Registration Dossier

Administrative data

Key value for chemical safety assessment

Additional information

Silica-Zirkonia Filler was tested in the Salmonella typhimurium reverse mutation assay with four histidine-requiring strains of Salmonella typhimurium (TA1535, TA1537, TA98 and TA100) and in the Escherichia coli reverse mutation assay with a tryptophan-requiring strain of Escherichia coli (WP2uvrA). The test was performed in two independent experiments in the presence and absence of S9-mix (rat liver S9-mix induced by a combination of phenobarbital and ß-naphthoflavone). Silica-Zirkonia Filler was tested in the first mutation assay at a concentration range of 33 to 3330 µg/plate in the absence and presence of 5% (v/v) S9-mix and at the same concentration range as the first assay in the absence and presence of 10% (v/v) S9-mix in the second mutation assay.

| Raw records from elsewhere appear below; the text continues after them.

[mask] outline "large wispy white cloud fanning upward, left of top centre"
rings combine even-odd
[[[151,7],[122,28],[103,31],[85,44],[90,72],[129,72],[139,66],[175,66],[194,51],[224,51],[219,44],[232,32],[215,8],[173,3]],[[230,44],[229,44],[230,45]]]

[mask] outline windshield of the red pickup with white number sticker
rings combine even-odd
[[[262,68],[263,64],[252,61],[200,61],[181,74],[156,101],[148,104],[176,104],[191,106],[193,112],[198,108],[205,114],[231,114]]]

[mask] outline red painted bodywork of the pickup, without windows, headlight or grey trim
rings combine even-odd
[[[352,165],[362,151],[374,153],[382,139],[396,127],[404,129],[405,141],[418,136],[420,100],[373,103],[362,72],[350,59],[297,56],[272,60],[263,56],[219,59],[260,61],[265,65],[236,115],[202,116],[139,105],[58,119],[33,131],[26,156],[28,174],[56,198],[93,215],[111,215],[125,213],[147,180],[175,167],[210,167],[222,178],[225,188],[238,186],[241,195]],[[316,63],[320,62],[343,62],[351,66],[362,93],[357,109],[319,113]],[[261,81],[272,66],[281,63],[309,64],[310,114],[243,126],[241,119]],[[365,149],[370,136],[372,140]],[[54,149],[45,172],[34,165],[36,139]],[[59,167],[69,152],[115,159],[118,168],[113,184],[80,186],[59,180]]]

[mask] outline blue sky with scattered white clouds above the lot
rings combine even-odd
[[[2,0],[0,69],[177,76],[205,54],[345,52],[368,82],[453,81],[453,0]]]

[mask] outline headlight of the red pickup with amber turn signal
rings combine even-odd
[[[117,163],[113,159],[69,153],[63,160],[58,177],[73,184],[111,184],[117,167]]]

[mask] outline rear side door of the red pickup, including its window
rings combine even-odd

The bacterial background lawn was not reduced at any of the concentrations tested. Silica-Zirkonia Filler did not induce a significant dose-related increase in the number of revertant colonies in each of the tester strains In this study, the negative and strain-specific positive control values were within the laboratory historical control data ranges indicating that the test conditions were adequate and that the metabolic activation system functioned properly. Based on the results of this study it is concluded that Silica-Zirkonia Filler is not mutagenic in the Salmonella typhimurium reverse mutation assay and in the Escherichia coli reverse mutation assay.

Short description of key information:

In bacteria no mutagenic potential was observed.

Endpoint Conclusion: No adverse effect observed (negative)

Justification for classification or non-classification

No classification is warranted according to DSD (67/548/EEC) and CLP (1272/2008/EC), respectively.